New Japan Pro Wrestling’s (NJPW) annual round robin tournament is underway, as twenty competitors contend to win the G1 Climax 31. Two blocks of ten competitors face each other once, and for each match up, the rules are simple: a win will earn the winner 2 points while the loser earns nothing, and a time limit draw will grant both competitors 1 point (both men being counted out will result in 0 points given to anyone). Once everyone has faced each other once, the two overall winners meet with a Wrestle Kingdom main event up for grabs.
[Please note: there may be spoilers for all previous days of the tournament so far. Please click here for my thoughts on Day 4!]
Day five once again sees the A Block take centre stage, as the highly anticipated match of Zack Sabre Jr. versus Kota Ibushi takes place in the main event. Sabre has been on an absolute tear through the first two rounds of the tournament, but Ibushi regained some steam after a slow start, which promises a huge match that both men will be giving their all to win. In the semi main, however, is the match I personally am looking forward to most for this show, as Tomohiro Ishii amd KENTA meet in what is sure to be a brutal affair. The two previously met for the NEVER Openweight Championship on two occasions, and it was KENTA who came out the victor in both instances. Also on the card, Tanga Loa will be looking to get his first tournament win when he faces the eternal bracket buster, Toru Yano, while Yujiro Takahashi faces the current A Block leaderboard, Great-O-Khan. Finally, due to Tetsuya Naito’s injury, we will not get to see Shingo Takagi vs Tetsuya Naito on this show. However, Shingo Takagi will not have a night of rest as he must face New Japan veteran, Yuji Nagata.

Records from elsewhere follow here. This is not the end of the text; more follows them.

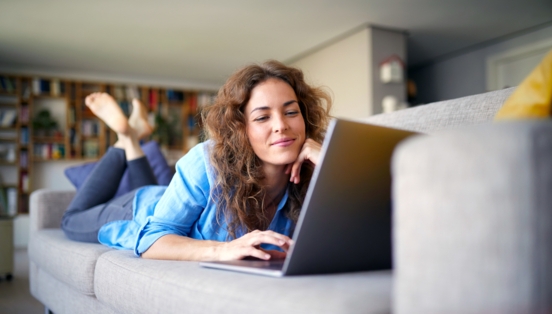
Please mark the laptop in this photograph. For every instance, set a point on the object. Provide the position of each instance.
(345, 222)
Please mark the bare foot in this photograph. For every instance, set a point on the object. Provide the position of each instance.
(138, 119)
(107, 109)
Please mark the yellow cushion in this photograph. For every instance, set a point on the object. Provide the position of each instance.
(533, 97)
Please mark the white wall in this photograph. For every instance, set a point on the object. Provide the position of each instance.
(342, 67)
(465, 74)
(349, 68)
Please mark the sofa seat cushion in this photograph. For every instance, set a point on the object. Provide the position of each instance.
(68, 261)
(136, 285)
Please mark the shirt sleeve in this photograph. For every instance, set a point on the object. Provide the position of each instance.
(182, 203)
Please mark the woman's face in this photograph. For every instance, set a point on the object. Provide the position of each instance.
(275, 125)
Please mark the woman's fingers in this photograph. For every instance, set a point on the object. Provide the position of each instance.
(249, 245)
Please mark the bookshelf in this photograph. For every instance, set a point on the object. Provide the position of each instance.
(45, 119)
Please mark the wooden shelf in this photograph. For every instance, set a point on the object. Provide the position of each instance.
(33, 93)
(55, 140)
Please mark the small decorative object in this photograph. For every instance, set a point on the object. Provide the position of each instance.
(392, 70)
(44, 124)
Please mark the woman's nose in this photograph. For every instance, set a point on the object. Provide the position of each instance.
(280, 124)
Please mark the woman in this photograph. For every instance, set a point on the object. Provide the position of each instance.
(265, 130)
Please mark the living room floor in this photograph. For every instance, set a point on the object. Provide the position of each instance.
(15, 297)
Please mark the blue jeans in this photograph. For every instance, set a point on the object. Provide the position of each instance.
(94, 205)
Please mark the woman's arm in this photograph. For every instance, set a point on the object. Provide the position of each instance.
(175, 247)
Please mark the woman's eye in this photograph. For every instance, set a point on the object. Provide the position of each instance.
(261, 118)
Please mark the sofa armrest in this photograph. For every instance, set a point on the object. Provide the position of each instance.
(473, 220)
(47, 208)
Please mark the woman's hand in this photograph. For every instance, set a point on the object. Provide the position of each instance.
(249, 246)
(309, 152)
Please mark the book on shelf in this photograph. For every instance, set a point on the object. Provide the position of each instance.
(90, 149)
(132, 92)
(24, 182)
(25, 90)
(3, 202)
(124, 104)
(23, 159)
(24, 114)
(118, 92)
(24, 136)
(7, 84)
(72, 116)
(11, 201)
(8, 117)
(49, 151)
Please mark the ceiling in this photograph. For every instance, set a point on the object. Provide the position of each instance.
(199, 43)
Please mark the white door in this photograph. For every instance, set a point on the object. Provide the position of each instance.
(512, 67)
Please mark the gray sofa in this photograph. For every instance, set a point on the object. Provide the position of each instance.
(472, 231)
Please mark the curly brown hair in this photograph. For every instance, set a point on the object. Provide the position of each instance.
(240, 193)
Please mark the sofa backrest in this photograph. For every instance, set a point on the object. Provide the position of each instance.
(445, 115)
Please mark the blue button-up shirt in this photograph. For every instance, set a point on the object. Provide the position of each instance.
(186, 207)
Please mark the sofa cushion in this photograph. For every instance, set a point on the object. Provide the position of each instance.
(136, 285)
(68, 261)
(445, 115)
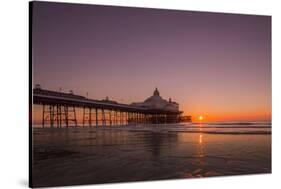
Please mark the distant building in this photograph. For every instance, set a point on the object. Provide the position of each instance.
(156, 102)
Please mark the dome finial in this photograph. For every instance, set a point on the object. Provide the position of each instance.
(156, 92)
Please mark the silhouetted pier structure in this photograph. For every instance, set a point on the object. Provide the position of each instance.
(59, 110)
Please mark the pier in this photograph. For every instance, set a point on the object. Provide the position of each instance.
(60, 110)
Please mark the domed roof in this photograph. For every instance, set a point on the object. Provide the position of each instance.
(156, 92)
(157, 102)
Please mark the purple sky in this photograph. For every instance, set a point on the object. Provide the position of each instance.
(216, 65)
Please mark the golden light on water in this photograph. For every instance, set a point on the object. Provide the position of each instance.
(200, 139)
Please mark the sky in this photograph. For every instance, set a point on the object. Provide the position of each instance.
(214, 65)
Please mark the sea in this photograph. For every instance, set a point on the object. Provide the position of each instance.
(126, 153)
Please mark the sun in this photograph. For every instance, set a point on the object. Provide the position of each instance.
(200, 118)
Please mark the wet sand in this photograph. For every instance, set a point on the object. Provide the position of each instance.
(121, 154)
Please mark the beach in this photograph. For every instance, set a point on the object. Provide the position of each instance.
(91, 155)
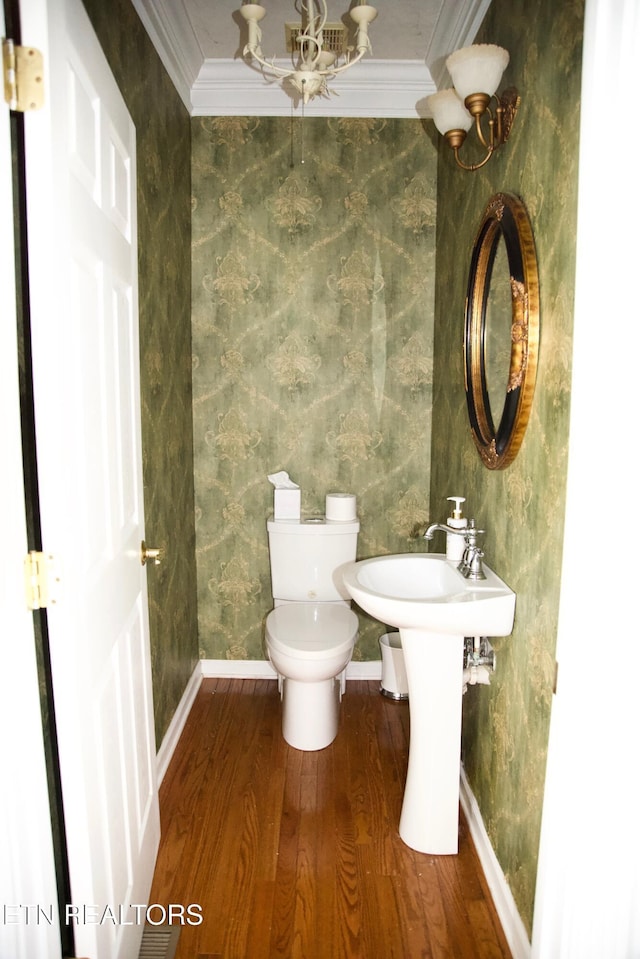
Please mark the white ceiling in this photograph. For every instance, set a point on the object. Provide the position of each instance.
(200, 43)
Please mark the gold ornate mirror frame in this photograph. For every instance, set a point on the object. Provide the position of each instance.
(505, 217)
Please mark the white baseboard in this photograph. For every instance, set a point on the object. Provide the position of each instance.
(233, 669)
(512, 924)
(173, 733)
(508, 914)
(262, 669)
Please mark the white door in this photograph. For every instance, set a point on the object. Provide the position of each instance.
(81, 214)
(27, 871)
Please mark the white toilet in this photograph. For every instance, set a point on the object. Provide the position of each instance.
(311, 632)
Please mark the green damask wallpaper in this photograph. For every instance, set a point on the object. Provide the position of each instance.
(313, 284)
(505, 728)
(164, 211)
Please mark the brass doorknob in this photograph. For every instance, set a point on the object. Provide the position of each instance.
(150, 554)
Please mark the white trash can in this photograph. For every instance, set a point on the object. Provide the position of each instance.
(394, 675)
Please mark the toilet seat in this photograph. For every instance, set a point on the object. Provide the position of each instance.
(311, 630)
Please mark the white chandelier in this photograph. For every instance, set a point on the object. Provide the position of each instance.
(315, 63)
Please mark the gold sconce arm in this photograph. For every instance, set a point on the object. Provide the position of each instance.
(499, 124)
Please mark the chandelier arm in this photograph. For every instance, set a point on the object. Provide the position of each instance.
(269, 65)
(345, 66)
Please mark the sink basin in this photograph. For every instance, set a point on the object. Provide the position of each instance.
(423, 591)
(434, 607)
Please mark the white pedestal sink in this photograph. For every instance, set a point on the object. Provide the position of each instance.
(434, 607)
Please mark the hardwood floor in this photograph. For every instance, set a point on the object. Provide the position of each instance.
(296, 855)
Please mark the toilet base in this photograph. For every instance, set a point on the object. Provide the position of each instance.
(310, 711)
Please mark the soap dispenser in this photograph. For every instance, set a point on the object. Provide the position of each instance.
(455, 542)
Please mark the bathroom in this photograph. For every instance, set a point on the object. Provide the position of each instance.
(367, 397)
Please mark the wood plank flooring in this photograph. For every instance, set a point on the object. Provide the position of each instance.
(296, 855)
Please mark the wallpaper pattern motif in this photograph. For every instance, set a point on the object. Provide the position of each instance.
(505, 727)
(313, 275)
(164, 212)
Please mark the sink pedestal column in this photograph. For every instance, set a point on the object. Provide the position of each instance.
(429, 818)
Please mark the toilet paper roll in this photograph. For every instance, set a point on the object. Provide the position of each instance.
(340, 507)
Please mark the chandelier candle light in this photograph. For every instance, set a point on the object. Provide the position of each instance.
(476, 72)
(315, 63)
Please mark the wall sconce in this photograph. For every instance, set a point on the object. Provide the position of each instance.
(476, 72)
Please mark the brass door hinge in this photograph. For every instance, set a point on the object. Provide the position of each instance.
(41, 580)
(23, 75)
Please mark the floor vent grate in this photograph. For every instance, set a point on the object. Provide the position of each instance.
(159, 942)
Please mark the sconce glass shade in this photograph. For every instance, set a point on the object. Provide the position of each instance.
(477, 69)
(449, 112)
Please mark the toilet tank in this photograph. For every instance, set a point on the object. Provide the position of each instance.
(304, 556)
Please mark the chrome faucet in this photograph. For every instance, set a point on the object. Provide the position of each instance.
(471, 563)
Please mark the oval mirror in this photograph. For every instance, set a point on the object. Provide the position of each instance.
(501, 330)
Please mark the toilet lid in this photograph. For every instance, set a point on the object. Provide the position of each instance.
(312, 627)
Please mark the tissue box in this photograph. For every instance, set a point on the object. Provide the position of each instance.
(286, 504)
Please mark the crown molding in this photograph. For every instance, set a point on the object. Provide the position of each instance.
(456, 28)
(170, 31)
(374, 88)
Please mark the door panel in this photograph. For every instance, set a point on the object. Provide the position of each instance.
(83, 280)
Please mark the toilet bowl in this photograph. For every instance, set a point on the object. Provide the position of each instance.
(311, 632)
(310, 646)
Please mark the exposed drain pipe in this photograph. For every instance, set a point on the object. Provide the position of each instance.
(479, 662)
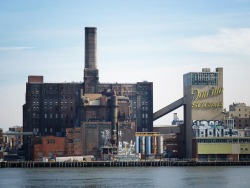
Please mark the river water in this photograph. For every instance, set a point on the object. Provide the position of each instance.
(186, 177)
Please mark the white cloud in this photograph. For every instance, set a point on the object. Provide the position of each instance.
(15, 48)
(226, 41)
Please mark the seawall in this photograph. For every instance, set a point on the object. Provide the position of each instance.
(36, 164)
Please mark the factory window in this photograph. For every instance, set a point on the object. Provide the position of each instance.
(51, 141)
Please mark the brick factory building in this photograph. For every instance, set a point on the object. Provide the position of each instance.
(52, 108)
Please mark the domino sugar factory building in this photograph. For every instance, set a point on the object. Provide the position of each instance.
(88, 114)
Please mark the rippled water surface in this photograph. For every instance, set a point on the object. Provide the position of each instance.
(188, 177)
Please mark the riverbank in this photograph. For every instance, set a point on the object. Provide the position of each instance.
(36, 164)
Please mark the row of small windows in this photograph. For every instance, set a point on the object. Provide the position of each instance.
(36, 130)
(35, 103)
(50, 108)
(245, 115)
(56, 116)
(242, 140)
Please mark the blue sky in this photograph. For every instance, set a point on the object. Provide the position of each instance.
(156, 40)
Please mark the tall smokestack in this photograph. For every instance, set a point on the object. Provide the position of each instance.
(91, 74)
(90, 47)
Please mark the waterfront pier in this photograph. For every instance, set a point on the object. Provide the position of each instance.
(36, 164)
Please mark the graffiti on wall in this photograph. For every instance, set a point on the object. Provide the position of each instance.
(105, 138)
(212, 128)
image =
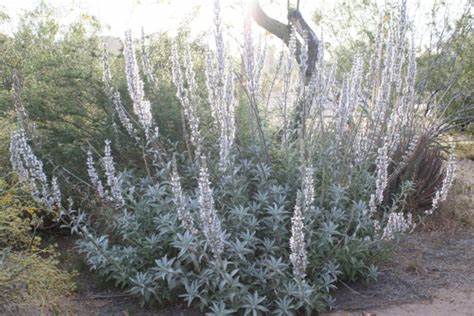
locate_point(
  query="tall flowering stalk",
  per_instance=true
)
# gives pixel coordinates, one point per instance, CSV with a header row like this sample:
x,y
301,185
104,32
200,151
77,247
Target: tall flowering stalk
x,y
210,222
298,255
220,85
184,215
146,65
187,95
112,180
442,193
141,106
307,189
382,172
30,171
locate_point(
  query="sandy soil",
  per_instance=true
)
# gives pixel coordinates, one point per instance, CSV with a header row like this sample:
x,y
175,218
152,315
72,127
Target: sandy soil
x,y
432,271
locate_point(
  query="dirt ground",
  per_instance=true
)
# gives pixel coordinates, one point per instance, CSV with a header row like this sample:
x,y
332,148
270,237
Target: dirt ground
x,y
431,272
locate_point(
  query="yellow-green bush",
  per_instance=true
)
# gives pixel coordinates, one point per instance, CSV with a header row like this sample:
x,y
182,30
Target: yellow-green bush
x,y
31,280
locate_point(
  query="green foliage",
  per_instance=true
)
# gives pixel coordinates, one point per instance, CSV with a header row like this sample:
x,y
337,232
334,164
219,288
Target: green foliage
x,y
30,278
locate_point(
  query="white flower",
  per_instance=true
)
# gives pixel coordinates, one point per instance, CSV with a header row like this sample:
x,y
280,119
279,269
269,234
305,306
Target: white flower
x,y
298,256
141,106
112,181
178,197
442,193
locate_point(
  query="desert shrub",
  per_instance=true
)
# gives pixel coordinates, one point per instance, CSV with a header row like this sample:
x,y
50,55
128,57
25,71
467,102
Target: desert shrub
x,y
30,278
268,226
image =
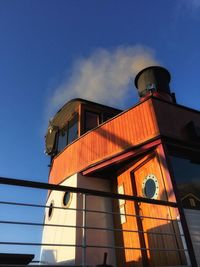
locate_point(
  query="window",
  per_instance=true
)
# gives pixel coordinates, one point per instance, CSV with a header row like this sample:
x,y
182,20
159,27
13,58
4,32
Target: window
x,y
91,120
62,139
122,204
187,176
68,134
73,130
50,211
67,198
150,186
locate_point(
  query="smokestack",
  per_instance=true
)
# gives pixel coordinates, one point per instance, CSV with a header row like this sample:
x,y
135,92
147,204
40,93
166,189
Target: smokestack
x,y
154,80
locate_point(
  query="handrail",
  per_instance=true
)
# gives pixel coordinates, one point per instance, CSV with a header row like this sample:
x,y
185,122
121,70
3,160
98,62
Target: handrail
x,y
39,185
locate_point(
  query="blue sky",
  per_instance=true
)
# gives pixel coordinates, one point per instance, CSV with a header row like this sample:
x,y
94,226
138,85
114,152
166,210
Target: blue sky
x,y
53,50
41,42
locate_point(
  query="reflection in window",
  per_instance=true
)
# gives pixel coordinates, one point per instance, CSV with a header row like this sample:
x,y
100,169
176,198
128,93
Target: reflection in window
x,y
91,120
73,130
68,134
187,176
120,190
62,139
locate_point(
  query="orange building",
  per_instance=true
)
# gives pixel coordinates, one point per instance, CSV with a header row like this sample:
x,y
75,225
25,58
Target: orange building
x,y
150,151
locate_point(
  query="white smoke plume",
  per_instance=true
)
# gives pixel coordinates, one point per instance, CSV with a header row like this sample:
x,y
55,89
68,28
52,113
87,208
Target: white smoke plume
x,y
104,76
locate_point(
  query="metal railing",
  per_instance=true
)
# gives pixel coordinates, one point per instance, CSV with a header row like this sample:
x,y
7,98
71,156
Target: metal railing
x,y
117,231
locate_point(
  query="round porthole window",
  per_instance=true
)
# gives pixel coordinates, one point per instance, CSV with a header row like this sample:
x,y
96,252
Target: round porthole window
x,y
150,186
67,198
50,212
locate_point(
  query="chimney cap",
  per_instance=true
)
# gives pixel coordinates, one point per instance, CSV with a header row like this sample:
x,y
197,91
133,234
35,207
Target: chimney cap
x,y
154,69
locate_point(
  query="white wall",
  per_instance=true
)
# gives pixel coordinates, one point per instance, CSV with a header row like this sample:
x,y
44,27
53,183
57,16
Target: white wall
x,y
100,220
73,255
58,235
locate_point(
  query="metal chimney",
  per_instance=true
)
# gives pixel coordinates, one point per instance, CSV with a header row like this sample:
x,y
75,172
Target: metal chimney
x,y
154,80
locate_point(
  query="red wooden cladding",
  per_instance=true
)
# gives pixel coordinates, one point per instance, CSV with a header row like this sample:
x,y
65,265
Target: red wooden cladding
x,y
132,180
128,129
173,119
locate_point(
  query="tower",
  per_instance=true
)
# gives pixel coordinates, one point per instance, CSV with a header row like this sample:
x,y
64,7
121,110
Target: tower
x,y
151,152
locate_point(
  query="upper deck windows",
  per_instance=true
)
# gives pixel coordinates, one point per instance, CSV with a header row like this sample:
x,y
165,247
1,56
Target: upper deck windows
x,y
67,134
92,120
73,120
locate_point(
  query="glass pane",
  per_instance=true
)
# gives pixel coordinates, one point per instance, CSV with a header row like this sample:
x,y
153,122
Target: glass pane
x,y
62,140
150,188
187,176
91,120
73,130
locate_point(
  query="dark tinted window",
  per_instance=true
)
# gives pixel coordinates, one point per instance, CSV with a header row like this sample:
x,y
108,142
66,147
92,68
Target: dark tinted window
x,y
62,139
73,129
150,188
91,120
187,176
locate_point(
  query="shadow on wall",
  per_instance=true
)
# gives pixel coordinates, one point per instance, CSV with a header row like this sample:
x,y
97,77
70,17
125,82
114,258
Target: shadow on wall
x,y
49,256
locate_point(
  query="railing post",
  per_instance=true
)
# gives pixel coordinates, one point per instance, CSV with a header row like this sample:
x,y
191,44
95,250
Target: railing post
x,y
84,240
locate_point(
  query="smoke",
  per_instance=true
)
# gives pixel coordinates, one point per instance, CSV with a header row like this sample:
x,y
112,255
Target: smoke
x,y
103,77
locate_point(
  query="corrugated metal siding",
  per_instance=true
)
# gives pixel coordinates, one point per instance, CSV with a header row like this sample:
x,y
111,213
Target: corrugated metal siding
x,y
193,220
172,119
128,129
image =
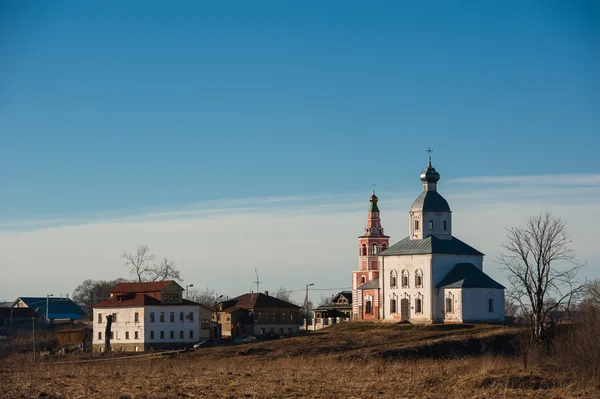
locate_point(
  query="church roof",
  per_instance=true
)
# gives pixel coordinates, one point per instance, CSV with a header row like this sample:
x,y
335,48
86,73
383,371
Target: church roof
x,y
430,245
369,285
430,201
466,275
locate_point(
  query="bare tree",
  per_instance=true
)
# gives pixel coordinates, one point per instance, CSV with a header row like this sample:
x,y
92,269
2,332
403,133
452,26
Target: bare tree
x,y
541,266
144,270
139,262
284,294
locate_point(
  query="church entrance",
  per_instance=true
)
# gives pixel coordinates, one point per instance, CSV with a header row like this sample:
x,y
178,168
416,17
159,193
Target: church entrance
x,y
404,309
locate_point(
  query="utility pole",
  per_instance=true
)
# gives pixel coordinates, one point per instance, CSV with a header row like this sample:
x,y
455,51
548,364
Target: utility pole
x,y
306,307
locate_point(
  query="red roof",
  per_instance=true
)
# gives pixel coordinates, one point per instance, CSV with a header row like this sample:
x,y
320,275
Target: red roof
x,y
257,301
124,288
138,301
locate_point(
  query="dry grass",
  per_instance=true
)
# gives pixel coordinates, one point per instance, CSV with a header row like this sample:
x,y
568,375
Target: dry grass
x,y
339,363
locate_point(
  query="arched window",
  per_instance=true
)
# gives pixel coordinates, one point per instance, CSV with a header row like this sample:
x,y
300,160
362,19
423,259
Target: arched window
x,y
449,304
404,279
418,279
374,249
393,279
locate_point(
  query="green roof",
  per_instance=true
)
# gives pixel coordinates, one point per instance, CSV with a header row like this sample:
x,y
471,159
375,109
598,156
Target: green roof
x,y
466,275
430,245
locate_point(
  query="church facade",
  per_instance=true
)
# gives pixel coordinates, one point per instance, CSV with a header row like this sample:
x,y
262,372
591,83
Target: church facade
x,y
428,277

+ Kota Ibushi vs Zack Sabre Jr. (G1 Climax 31 A Block Match): Sabre is on the run of his life in big matches right now, and you’d have to think that there are few bigger matches available than a G1 main event against Ibushi. Honestly, Ibushi looked to be a step slower than usual, and after that rough and rugged brawl with Ishii that is understandable; I just hope it’s not something relating to his recent illness. This was a lot of fun, and another good main event in a run of good main events
+ Tomohiro Ishii vs KENTA (G1 Climax 31 A Block Match): I truly hope Ishii knows how much so many of us non-Japanese fans love him, because he is literally one of the all time greatest to watch. Meanwhile KENTA is willing to play the fool and the badass in the same match, which makes his offense that much more devious and devastating as required. This started relatively slowly, but it soon became exactly the type of match you’d expect, all the way to an ending that I really, really enjoyed
+ Great-O-Khan vs Yujiro Takahashi (G1 Climax 31 A Block Match): this match will definitely not be on anybody’s top matches list for this tournament, but it was so much more fun than I thought it would be. Yujiro is in great physical shape, and I just can’t not like O-Khan as a wrestler. I really want O-Khan to become another version of Ishii, with a bit more of a technical side, and I think he’s on the way there if the chops these two were trading are any indication
+ Shingo Takagi vs Yuji Nagata: hot damn this was great. Nagata can still go at such a high level that he never once looked out of place against the current top champion of the company. Shingo is a different beast, though. I really wish the crowd was allowed to make noise, because I reckon there are a few points they might have gone nuts
– Toru Yano vs Tanga Loa (G1 Climax 31 A Block Match): yeah, no. This was too long by almost half, and even if I liked the ending, I didn’t like anything in the build up to it
> young lion Kosei Fujita faced Master Wato in a preliminary match, but I was too late to see it live. Between you and me, I have no desire to go back and watch it after the fact
Should you watch this event: I missed the young lion match at the beginning, and came in just as the bell rang for Shingo/Nagata, and that made for very easy viewing. Shingo, Sabre and Great-O-Khan continue to be the ones I can’t help but enjoy, but leaving aside the expected Yano tomfoolery in his various matches, I am happy to say this G1 has not been nearly as bad as I and many others were expecting.